Depending on your attitude and outlook, continuing education may either seem like a wonderful opportunity to enhance your career and refresh your skill set or it could seem like a chore you are laboring to squeeze into an already packed schedule.

It is obviously important to take steps to ensure your experience of continuing education is a positive and productive one instead of a drain on your time, money and energy.

For those massage therapists and bodyworkers who are not required to earn any continuing education credits, whether through a state or regional governing board or some sort of professional organization, this may not be as much of an issue. In these less common cases, where continuing education is never required, those professional touch therapists who do sign up for courses are typically doing so simply because they truly want to learn what the class has to offer.

For the majority of massage therapists and bodyworkers, though, continuing education is a necessity, whether it be for maintaining one’s license to practice legally, membership in a professional organization or both.

Still, no one wants to view and experience continuing education as a chore, even if it is not an optional choice. There are quite a few ways to make sure you get the most enjoyment and learning out of your continuing education classes, so let’s outline the most important ones now.

First, find out whether the governing board in your area, as well as any professional organization that requires these credits, has a list of necessary topics of focus and providers of classes. You want to be confident that the class you take will count toward those continuing education credits if you need them.

Once you know the guidelines for your particular situation, you can set about finding the proper providers and course topics to meet your needs as a practicing massage therapist or bodyworker.

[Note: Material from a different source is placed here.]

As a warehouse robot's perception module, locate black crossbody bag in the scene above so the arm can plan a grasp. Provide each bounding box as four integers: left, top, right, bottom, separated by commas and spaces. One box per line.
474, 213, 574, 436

For example, if you do have to take a class on ethics or business in order to keep your credential current or maintain your membership in a professional organization, then you will want to be certain it is a class you are prepared to take.

Think about your schedule and any obligations you may have on a regular basis as you consider whether to sign up to take the class in person, online or at a condensed seminar. You want to use the method that will allow you to get the most out of the class, with the least amount of stress.

If you have a bit of freedom when it comes to choosing the focus of your continuing education courses, then spend time reflecting on what topics will strengthen your practice the most.

Perhaps you would like to learn a more advanced level of that technique you find yourself using a lot, or maybe there is a modality you would like to learn from scratch, so you can add a whole new service to your menu.

No matter what your current needs and situation, continuing education can be a positive experience with the proper attitude, outlook and preparation.